In Anish Kumar’s case, what stood out was his deep personal connection to the problem—his family’s agricultural challenges. His drone concept was not just a classroom idea but a reflection of lived experience, designed to support decision-making in crop selection and water usage through AI-powered aerial analysis. This relevance and purpose-driven thinking is exactly what BRAINIAC is designed to unlock.

Once students like Anish submit their ideas, they are supported through a multi-layered mentorship ecosystem. This includes class assistants, volunteer mentors, corporate experts, and eVidyaloka’s internal team—all of whom guide students in refining their ideas, developing prototypes, and preparing their presentations. More than just technical input, this ecosystem helps students explore the problem-solving and optimization potential of AI—beyond the surface-level fascination with trends like gaming, which often dominate the digital space for children today.

TimesTech: Anish’s solution addresses real agricultural challenges using AI and drone technology. In your view, what role can student-led innovations play in solving grassroots problems, especially in sectors like farming?

Brinda: Student-led innovations like Anish’s remind us that meaningful solutions often emerge from those closest to the problem. His concept—using a drone to assess crop suitability and water availability—might be early-stage, but it reflects an intuitive understanding of his community’s needs and a growing comfort with technology as a tool for change.

In sectors like agriculture, especially at the grassroots, there’s immense scope for contextual, low-cost innovations driven by students who have grown up amidst these challenges. What these young minds need is exposure, encouragement, and access to foundational tools—something programs like BRAINIAC strive to provide.

More than building prototypes, the value lies in building curiosity, confidence, and belief—that even as students in rural schools, they have the ability to address real-world problems. That mindset shift, we believe, is what will power the next generation of rural innovators.

TimesTech: With initiatives like BRAINIAC and Teach through Television, how do you envision the role of programs like eVidyaloka in building a self-reliant, future-ready India?

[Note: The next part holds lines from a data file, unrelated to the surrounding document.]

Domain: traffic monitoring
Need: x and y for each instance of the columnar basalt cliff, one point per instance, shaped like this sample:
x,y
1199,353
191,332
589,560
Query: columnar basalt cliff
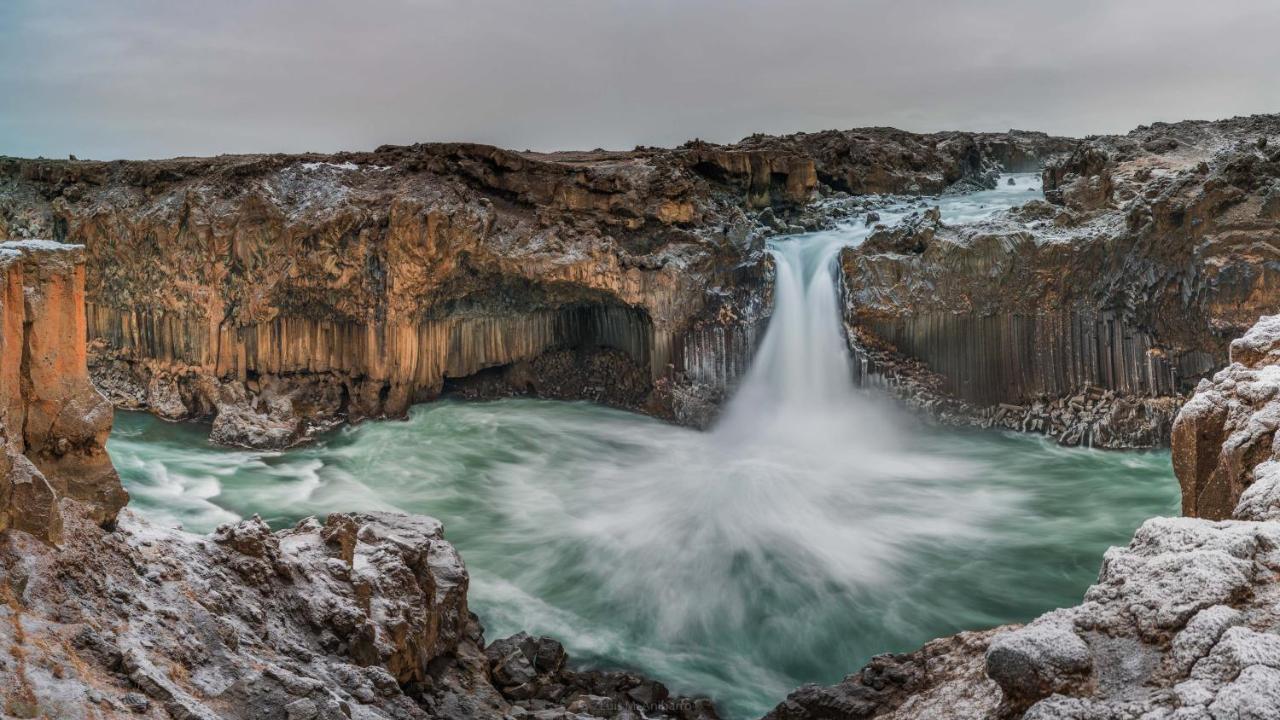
x,y
1155,250
1225,436
280,294
357,616
1182,624
53,423
106,615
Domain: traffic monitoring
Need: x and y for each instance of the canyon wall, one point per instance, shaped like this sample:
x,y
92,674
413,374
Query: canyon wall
x,y
53,423
1153,251
279,295
1224,440
1182,623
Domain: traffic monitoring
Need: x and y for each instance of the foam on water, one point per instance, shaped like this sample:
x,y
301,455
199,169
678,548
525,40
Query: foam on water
x,y
812,528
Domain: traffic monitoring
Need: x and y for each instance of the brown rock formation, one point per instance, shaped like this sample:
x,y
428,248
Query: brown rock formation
x,y
887,160
1153,256
1224,440
53,423
282,294
1180,623
362,615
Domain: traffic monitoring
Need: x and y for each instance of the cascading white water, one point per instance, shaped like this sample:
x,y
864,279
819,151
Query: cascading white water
x,y
812,528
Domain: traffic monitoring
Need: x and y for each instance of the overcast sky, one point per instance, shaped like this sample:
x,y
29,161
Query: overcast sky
x,y
147,78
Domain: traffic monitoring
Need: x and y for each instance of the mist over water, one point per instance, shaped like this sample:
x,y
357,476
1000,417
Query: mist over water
x,y
816,525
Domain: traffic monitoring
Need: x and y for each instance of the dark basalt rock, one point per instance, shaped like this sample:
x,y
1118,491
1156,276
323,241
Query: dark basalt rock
x,y
1134,285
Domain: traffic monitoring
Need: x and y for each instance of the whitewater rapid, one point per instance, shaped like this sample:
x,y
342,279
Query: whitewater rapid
x,y
814,525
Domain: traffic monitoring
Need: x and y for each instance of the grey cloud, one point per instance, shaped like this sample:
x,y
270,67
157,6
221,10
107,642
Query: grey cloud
x,y
167,77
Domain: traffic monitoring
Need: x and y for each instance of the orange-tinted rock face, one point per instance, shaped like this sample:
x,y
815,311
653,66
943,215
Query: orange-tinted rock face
x,y
282,292
53,422
1224,440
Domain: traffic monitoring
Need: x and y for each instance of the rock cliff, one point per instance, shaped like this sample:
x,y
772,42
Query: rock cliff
x,y
1088,315
278,295
105,615
357,616
53,423
1182,623
1225,437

Brinda: At eVidyaloka, we believe that true self-reliance begins with equitable access to knowledge—and equally, the freedom to learn by doing. Programs like BRAIN, which introduces AI concepts and skills to students in rural government schools through digital learning in regional languages, and Teach Through Television, which broadcasts curriculum-aligned lessons into underserved homes via local TV channels, are designed not just to deliver content but to create interactive, inclusive and scalable learning experiences.

What sets these initiatives apart is their emphasis on practical, application-based learning. Students aren’t just passive recipients—they are encouraged to explore, ask questions, and engage with real-world problems. Whether it’s through BRAINIAC’s innovation challenge, SERVE’s open digital platform, or engaging sessions powered by AI-teaching assistant, we are building an ecosystem that nurtures curiosity, experimentation, and contextual learning—especially important for students who have had limited exposure beyond textbooks.

Our broader efforts—including SERVE, a Digital Public Good platform and an early-stage AI-powered teaching assistant—are focused on strengthening delivery and expanding the reach of exploratory education. These tools not only improve consistency and access but also ensure that students experience learning in a language and format that is relevant to them. Together, these programs reflect our vision of a digitally empowered Bharat—where education is not limited by infrastructure, location, or rigid curriculum boundaries. By enabling communities, empowering teachers, and supporting students to learn by doing, we are not just building education systems—we are laying the foundation for a resilient, self-reliant, future-ready India.